今回はインドネシアのジャカルタの交通、渋滞事情について書いてみたいと思います。私は毎年のようにジャカルタに行っています。初めてジャカルタに行ったのは1993年ですが、それから20年以上も経ち、年々交通量が増えているのを感じます。最初に行った頃は、車の多くは業務用かバス、乗り合いの小型バンで、マイカーはお金持ちが所有すると言った感じでした。1990年代末にはインドネシアルピアが大幅に下落する通貨ショックもありましたが、2000年代に入り徐々に景気を取り戻し、2005年以降はもうバブルかなーといった感じになります。それにともない、マイカーやバイクの数が飛躍的に増えました。そして首都ジャカルタの渋滞は、もはやすさまじいものになっていきました。

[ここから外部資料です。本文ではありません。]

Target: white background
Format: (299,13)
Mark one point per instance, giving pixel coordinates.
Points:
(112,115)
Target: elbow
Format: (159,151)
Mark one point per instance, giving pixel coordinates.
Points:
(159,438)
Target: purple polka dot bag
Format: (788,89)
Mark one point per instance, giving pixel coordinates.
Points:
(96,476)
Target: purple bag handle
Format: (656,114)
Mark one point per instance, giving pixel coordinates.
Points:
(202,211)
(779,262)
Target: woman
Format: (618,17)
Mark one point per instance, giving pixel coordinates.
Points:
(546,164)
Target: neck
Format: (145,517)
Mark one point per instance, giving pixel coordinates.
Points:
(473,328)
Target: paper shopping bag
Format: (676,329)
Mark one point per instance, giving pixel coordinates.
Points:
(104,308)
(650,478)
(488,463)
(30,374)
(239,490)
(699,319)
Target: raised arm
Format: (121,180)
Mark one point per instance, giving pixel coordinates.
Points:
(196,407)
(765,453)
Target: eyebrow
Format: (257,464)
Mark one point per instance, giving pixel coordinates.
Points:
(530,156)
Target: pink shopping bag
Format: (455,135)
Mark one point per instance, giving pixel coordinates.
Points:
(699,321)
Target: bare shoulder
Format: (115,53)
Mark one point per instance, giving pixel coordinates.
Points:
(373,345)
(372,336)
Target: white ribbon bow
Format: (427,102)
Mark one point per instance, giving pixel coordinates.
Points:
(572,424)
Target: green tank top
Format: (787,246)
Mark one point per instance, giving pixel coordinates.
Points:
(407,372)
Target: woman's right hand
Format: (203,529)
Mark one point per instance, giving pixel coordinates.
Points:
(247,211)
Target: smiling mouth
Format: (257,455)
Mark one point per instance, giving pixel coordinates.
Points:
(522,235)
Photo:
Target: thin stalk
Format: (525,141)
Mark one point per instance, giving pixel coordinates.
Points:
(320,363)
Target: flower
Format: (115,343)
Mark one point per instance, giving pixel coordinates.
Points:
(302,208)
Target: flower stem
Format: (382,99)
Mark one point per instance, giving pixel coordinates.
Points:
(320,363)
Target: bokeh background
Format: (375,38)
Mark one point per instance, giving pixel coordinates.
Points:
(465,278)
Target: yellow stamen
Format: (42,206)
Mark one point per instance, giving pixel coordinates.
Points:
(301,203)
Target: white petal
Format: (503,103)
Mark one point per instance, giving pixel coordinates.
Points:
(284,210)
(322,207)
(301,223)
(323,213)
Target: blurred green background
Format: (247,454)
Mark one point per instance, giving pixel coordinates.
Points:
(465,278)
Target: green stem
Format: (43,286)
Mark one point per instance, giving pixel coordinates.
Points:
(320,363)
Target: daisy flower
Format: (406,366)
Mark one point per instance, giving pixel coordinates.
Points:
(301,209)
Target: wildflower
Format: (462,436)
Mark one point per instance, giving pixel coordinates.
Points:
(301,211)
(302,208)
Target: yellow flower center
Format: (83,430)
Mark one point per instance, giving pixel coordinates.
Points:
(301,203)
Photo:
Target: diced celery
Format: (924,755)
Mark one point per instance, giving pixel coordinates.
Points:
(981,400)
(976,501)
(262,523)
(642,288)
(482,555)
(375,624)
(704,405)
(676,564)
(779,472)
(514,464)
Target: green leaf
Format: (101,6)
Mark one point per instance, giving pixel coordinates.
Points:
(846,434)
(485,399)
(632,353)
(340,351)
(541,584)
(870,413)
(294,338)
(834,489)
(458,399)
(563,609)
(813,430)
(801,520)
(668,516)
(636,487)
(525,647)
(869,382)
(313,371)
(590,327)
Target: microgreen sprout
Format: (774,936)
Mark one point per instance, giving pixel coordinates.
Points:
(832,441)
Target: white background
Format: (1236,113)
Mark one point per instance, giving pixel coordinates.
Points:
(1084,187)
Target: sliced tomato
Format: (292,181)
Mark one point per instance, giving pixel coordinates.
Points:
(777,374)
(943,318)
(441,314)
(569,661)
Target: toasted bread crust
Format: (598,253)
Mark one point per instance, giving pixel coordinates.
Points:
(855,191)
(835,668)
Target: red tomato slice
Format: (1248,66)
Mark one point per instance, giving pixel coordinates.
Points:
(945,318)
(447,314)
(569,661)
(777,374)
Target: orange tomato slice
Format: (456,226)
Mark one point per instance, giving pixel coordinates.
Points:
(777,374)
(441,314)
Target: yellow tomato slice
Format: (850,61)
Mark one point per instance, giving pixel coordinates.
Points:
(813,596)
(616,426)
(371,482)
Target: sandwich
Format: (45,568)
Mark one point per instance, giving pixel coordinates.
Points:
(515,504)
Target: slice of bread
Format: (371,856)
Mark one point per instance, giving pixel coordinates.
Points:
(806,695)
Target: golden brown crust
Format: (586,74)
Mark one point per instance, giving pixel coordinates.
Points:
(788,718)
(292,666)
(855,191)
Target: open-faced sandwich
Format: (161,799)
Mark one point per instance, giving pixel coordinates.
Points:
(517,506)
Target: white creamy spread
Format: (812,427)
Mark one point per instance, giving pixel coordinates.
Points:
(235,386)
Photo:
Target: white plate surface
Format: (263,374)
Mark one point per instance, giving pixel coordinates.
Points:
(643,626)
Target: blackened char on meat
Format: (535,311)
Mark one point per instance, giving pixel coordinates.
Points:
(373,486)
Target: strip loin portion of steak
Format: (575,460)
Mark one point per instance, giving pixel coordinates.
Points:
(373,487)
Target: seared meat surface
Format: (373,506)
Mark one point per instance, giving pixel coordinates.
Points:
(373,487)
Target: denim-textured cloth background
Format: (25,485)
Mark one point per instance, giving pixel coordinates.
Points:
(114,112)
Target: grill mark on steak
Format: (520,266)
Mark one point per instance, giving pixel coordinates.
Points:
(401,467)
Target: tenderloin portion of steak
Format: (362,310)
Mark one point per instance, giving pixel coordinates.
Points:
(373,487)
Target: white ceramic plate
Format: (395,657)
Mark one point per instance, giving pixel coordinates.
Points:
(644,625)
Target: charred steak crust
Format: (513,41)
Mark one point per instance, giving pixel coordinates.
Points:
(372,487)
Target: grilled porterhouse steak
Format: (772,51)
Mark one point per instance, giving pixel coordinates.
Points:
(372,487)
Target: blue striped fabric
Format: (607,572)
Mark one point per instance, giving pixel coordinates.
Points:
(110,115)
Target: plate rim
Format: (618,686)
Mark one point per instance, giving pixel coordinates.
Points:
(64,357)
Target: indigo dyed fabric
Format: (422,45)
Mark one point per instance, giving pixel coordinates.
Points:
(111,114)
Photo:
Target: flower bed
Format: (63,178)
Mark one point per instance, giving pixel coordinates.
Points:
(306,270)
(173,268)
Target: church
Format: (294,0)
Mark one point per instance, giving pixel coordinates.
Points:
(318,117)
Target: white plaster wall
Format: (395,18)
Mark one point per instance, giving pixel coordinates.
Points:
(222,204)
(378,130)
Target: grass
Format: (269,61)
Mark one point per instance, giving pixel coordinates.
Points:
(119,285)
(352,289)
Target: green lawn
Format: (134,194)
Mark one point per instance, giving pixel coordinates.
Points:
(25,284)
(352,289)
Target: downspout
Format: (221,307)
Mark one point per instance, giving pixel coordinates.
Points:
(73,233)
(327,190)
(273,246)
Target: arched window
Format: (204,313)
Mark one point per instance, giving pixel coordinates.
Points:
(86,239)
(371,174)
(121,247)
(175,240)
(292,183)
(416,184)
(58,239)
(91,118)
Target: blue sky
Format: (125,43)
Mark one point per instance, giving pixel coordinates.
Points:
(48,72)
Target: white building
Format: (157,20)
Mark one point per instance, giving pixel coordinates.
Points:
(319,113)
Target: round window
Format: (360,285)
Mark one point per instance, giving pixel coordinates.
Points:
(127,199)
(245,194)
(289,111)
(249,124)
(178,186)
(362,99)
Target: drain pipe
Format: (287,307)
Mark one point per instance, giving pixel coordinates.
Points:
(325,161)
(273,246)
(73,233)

一部のバスは専用レーンがあるからまだいいが、渋滞時のジャカルタ市内はこんな感じ 一部のバスは専用レーンがあるからまだいいが、渋滞時のジャカルタ市内はこんな感じ

渋滞回避のための「スリー・イン・ワン」制とは?

ジャカルタの渋滞は本当にすさまじいです。ふだんなら20分ぐらいで移動できる距離(10km程度)が、3時間かかったという人もいます。朝の渋滞、そして午後は3時過ぎるともう混みだします。人口が東京よりも多い都市で地下鉄が一切ないのも、その渋滞に拍車をかけています。そこでジャカルタ市が最初に打ち出した対策が、「スリー・イン・ワン」制。市内中心部へ乗り入れる車は、3人以上乗っていないと罰金という制度です。市民に相乗りを進めたのですが、規制区間の前には乗車人数が足りない車のための「相乗りバイト」の人たちが待つようになりました。

2016年からは奇数偶数制を

ジャカルタ市はこの制度を廃止し、2016年8月30日から車のナンバーが偶数か奇数かで規制しようと新しい制度を設けました。規制時間は7:00〜10:00、16:30〜20:30です。しかし、金持ちは車を2台持てばすむ話なので、一般人には厳しく、金持ちに甘い制度かもしれません。また、どんなに渋滞していても、政府の上級役人や政治家などは他の車両を止めてもパトカーの先導ですいすい走っていく(1日に何回も見かけます)ので、渋滞の根本的な解決にはなりません。

渋滞で飛行機に乗り遅れそうになった!

実は現在、日本の円借款や技術により、ジャカルタではようやく地下鉄工事が進められています。竣工は2018年12月の予定ですが、はたして予定通りに終了するのか。それまではジャカルタ訪問の際、移動には十分に余裕を持ってくださいね。私は、昨年ホテルから空港に向かう時間に突然の雷雨に遭い、予想以上の渋滞に巻き込まれ、あやうく飛行機に乗れなくなるところでした。時間には余裕を持っていたのですが、それを上回る渋滞だったのです。到着は出発の45分前。ジャカルタの空港は国際線のチェックイン締め切りが出発の60分前です。最初は断られましたが、荷物を機内持ち込みにし、なんとか受け付けてくれました。そんなわけで、ジャカルタの渋滞問題、なんとか早く解決してほしいものです。みなさんも空港へ行く際はお気をつけください。